Journal du Coureur, Jean-Claude Hauc (par Philippe Thireau)
Journal du Coureur, Jean-Claude Hauc, éditions Tinbad, novembre 2024, 74 pages, 14 €
Edition: Tinbad
Deux autres, juste à côté, sont enlacés
Sur une pierre jaunâtre.
Il lui pince la chair potelée du dos en disant : « Eh, petite ».

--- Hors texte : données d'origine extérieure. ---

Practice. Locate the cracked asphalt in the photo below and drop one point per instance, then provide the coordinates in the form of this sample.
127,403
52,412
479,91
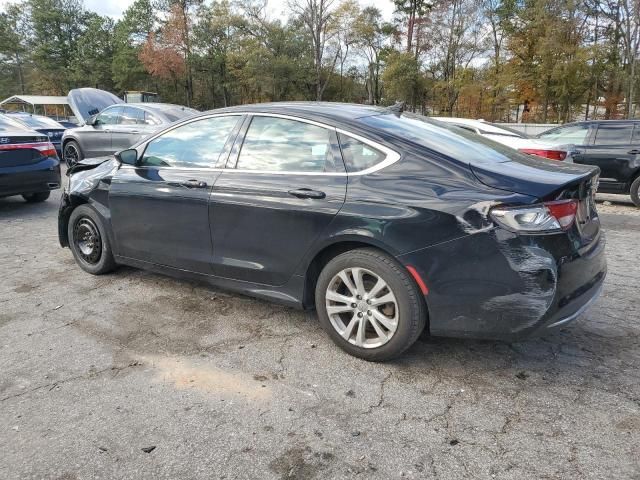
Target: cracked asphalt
136,375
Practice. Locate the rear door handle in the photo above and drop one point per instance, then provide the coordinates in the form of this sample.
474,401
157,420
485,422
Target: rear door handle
307,193
194,184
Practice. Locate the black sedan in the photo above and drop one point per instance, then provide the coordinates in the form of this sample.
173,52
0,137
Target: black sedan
386,222
29,165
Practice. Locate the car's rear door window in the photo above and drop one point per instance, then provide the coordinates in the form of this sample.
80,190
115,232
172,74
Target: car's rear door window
614,134
197,144
274,144
357,155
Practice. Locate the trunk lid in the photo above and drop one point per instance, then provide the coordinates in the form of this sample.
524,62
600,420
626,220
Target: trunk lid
86,102
548,180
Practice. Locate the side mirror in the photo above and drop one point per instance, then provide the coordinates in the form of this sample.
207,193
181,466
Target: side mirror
129,156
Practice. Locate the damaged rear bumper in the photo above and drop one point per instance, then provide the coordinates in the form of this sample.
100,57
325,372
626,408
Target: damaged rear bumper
508,287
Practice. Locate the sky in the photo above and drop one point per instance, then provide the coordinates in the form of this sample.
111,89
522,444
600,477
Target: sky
114,8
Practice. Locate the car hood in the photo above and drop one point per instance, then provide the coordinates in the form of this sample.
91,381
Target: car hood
20,136
86,102
89,164
534,176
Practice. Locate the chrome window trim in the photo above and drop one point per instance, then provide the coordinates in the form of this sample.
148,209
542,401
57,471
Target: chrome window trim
391,156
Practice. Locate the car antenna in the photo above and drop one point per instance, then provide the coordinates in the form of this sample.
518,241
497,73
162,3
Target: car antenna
396,108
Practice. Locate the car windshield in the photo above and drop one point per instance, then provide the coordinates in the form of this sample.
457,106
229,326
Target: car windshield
456,143
174,113
9,124
38,122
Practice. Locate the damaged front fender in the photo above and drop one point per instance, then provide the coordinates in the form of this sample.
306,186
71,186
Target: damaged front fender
89,182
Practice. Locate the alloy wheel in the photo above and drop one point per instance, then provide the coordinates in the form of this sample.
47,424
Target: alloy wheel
87,240
362,307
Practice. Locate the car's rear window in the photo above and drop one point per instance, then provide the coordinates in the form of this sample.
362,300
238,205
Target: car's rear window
8,124
453,142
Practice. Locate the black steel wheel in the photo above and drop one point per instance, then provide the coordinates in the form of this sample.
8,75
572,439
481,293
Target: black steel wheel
89,241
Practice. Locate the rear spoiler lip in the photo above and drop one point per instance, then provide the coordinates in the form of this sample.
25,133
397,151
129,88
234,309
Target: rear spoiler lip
538,190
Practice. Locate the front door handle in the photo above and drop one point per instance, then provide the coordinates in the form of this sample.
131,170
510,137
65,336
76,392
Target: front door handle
307,193
194,184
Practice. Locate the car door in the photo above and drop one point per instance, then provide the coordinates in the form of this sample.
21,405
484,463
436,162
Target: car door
159,207
283,186
611,150
95,140
129,129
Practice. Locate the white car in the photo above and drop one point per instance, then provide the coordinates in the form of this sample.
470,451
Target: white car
511,138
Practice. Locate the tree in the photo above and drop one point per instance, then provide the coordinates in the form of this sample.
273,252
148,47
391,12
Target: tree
14,35
316,16
370,36
130,34
56,28
403,79
411,11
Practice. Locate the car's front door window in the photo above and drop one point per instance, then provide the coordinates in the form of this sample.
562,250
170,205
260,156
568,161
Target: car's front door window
274,144
197,144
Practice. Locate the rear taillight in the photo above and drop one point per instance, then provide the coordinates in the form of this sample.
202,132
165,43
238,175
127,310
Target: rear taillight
550,154
543,217
46,149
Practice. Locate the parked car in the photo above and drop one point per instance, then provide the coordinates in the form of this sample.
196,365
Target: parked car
29,165
45,125
611,145
111,125
510,138
386,222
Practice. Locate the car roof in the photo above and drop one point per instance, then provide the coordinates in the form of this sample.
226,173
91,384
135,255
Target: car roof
589,122
321,110
486,127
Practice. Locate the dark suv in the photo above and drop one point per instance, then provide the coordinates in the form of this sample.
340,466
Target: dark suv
612,145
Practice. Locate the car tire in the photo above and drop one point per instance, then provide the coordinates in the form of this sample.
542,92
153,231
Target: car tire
36,197
388,328
89,242
72,153
635,192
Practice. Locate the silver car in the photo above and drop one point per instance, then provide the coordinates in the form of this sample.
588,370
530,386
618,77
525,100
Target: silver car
110,125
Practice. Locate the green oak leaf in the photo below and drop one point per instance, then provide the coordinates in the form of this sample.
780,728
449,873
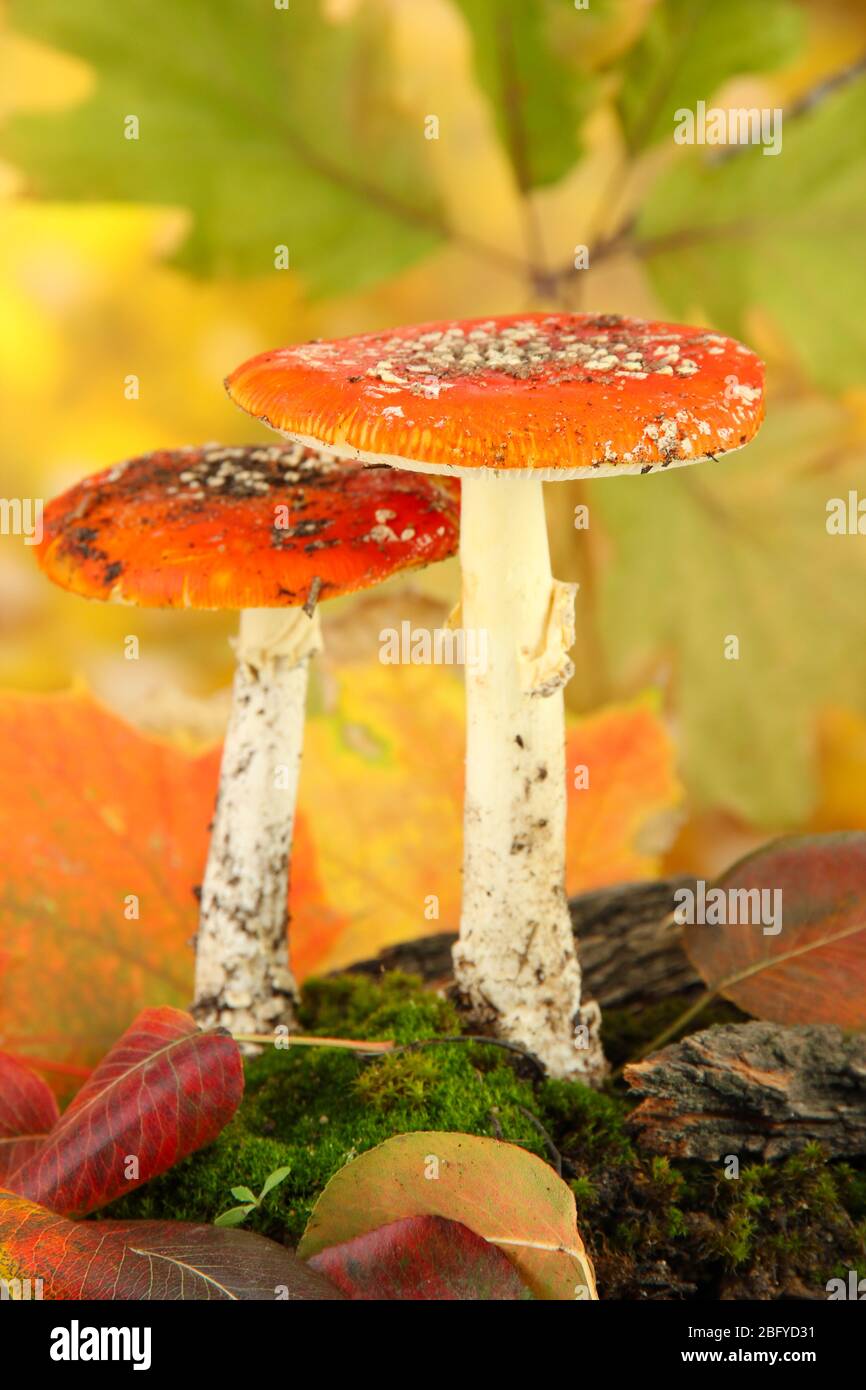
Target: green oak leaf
690,47
740,548
537,97
784,232
274,127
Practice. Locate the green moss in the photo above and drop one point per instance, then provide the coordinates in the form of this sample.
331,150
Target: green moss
654,1228
313,1109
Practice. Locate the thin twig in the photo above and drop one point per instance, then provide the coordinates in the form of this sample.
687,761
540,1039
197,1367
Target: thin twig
476,1037
282,1040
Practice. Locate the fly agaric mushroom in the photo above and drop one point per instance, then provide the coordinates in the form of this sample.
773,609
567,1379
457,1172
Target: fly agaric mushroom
508,403
268,531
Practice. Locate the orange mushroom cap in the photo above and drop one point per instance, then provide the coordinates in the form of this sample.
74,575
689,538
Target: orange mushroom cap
555,395
242,527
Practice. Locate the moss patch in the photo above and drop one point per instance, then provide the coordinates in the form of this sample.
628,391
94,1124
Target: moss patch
656,1229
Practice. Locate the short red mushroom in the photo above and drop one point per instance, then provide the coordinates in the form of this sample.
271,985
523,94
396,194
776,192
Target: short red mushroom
268,531
508,403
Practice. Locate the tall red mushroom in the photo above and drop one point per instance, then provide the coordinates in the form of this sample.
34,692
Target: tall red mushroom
268,531
508,403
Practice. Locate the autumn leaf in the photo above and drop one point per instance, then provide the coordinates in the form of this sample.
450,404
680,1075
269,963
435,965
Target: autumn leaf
237,124
535,96
509,1197
777,234
420,1258
813,969
623,795
28,1111
740,553
381,787
146,1261
96,904
690,47
163,1091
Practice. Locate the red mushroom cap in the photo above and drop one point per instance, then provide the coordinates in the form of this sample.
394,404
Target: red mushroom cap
558,395
205,528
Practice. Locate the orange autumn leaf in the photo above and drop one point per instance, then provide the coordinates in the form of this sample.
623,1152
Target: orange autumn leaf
99,823
623,795
102,822
104,836
382,791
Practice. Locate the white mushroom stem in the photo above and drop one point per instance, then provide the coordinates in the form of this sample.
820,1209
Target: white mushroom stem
516,962
243,980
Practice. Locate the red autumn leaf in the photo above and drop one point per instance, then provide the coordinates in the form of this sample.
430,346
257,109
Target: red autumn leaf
813,969
503,1194
28,1111
148,1261
420,1258
163,1091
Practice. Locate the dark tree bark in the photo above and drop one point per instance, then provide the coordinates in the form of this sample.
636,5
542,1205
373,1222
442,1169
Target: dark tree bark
756,1090
628,951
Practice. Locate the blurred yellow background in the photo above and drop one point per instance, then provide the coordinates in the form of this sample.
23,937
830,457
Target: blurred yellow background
91,295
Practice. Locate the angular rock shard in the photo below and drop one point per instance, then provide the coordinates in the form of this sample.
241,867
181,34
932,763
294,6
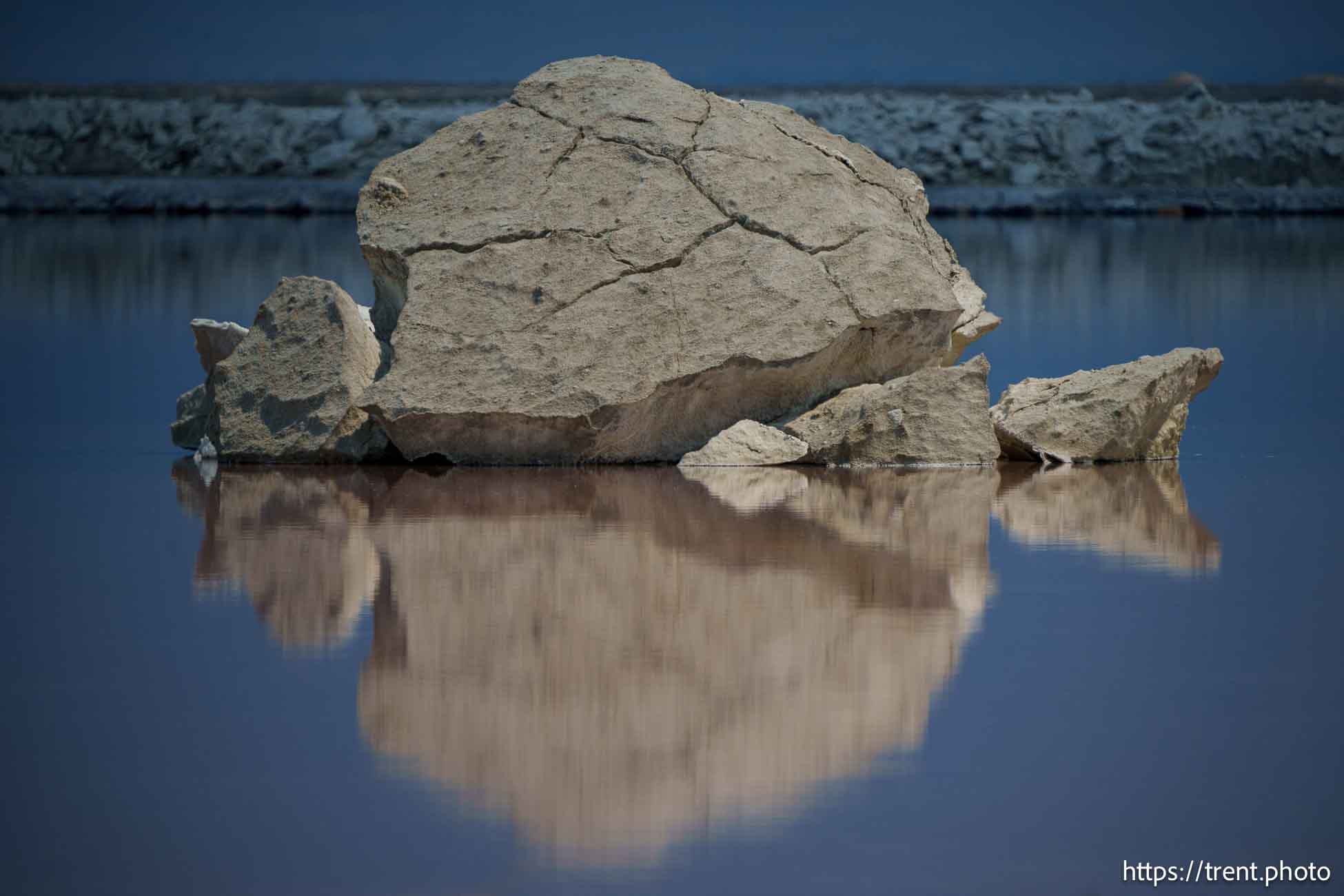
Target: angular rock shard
616,266
937,416
748,444
1134,512
1132,411
287,393
215,340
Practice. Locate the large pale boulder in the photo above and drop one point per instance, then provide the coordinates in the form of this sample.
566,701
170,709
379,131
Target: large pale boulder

Et elle le pince à son tour (…)
Sur les pauvres voix, sur la pauvre petite plage,
L’orage jette une ombre légère, blanchâtre. Ici finit l’Italie,
finit l’été.
Pier Paolo Pasolini
La Longue Route de Sable
Partir. Comment mourir un peu, puisque mourir ne se peut ? En faisant retour en mémoire, en lieux. En cherchant quel morceau de chairs saisir – à soi, à l’autre – au long du voyage pour que le souvenir du premier cri restaure les traits ravinés de la face.
Partir en automobile pour laisser au temps le temps d’advenir. Une machine pour scruter l’âge, accoucher l’âme.
Pier Paolo Pasolini courant le Kairos dans sa guimbarde et bouclant le tour de l’Italie vers Trieste, dans La Longue Route de Sable, cherche sa plage, la vague qui l’emportera. Il trouvera l’une et l’autre.
Jean-Claude Hauc, un été pareillement ensoleillé, choisit de descendre au Sud, près de Montpellier, en automobile afin de saisir les paysages (ses vêtements vrais – sa peau ?), de se coltiner le temps avant de serrer les freins à Cassan, berceau de sa vie primeur. Dans son Journal du Coureur, il cherche en effet « à s’égarer dans les replis du paysage ». Tout en craignant de « s’enfoncer dans quelques brouillards malsains ». Mais qui court ?
Sous le bitume le sable. Chacun cherche sa mort sans y croire. Faire un tour, revenir. Revenir, c’est faire tomber la nuit. La nuit, c’est l’avant, la nuit, c’est le sommeil, la nostalgie de la vie vraie. Est-ce bien ce que cherche à prouver Jean-Claude Hauc dans son brillant et épuré Journal du coureur ?
Il fait retour sur sa machine à exister, son donjuanisme perdu dans la mathématique de la liste de Leporello, valet de Don Juan. Il s’en veut d’avoir mené une vie de conquêtes féminines, qui l’aurait empêché de travailler à devenir un écrivain, mot après mot. Un écrivain à l’arrêt sur la dorsale de la déferlante du sexe. On croirait lire Romain Gary se plaignant que son amour pour Jean Seberg « l’empêchait » – quasi citation.
Mais une femme l’attend, qu’il retrouvera finalement. Amour refuge ? Amour finitude ? Pour ce retour à l’autre devenu enfin sujet, il renoncera à la jeunesse offerte d’une adolescente. Liste de Leporello close.
Ce voyage dans la peau, épiderme et derme profond, est accompagné de la musique de Mahler, le compositeur des dissonances. La musique est vie, la littérature raconte.
Comme Mahler se perdra dans Alma, son épouse qui renoncera à « elle » pour lui, Hauc quittera Cassan, lieu d’un abandon, celui de l’adolescente offerte et de toutes les conquêtes possibles, pour lui « retrouvé ».
Cette restauration passe par une nouvelle lecture du corps. Le corps s’était perdu dans le sexe des femmes. Corps flottant, en attente. Sans le corps, l’âme fuit la caresse de la main. Un corps n’est jamais le sien propre, il est celui d’un autre qu’il faut débusquer et manger.
Le Journal du Coureur le nomme enfin. C’est celui du grand-oncle perdu, emporté par une balle ennemie en Serbie en 1916. Documents et photographies retrouvés à Cassan, la matrice. Hector, le coureur de fond ! Hector, enfoui dans la chair du narrateur par volonté familiale !
Le temps d’aborder le monde, yeux ouverts, est venu.
Philippe Thireau
Écrivain et critique littéraire, Jean-Claude Hauc a codirigé de 1976 à 1993 la Revue littéraire Textuerre. Il a publié une vingtaine de romans et récits, ainsi que des ouvrages sur les aventuriers et les libertins du XVIIIème siècle. Il fait partie de la rédaction des Lettres françaises.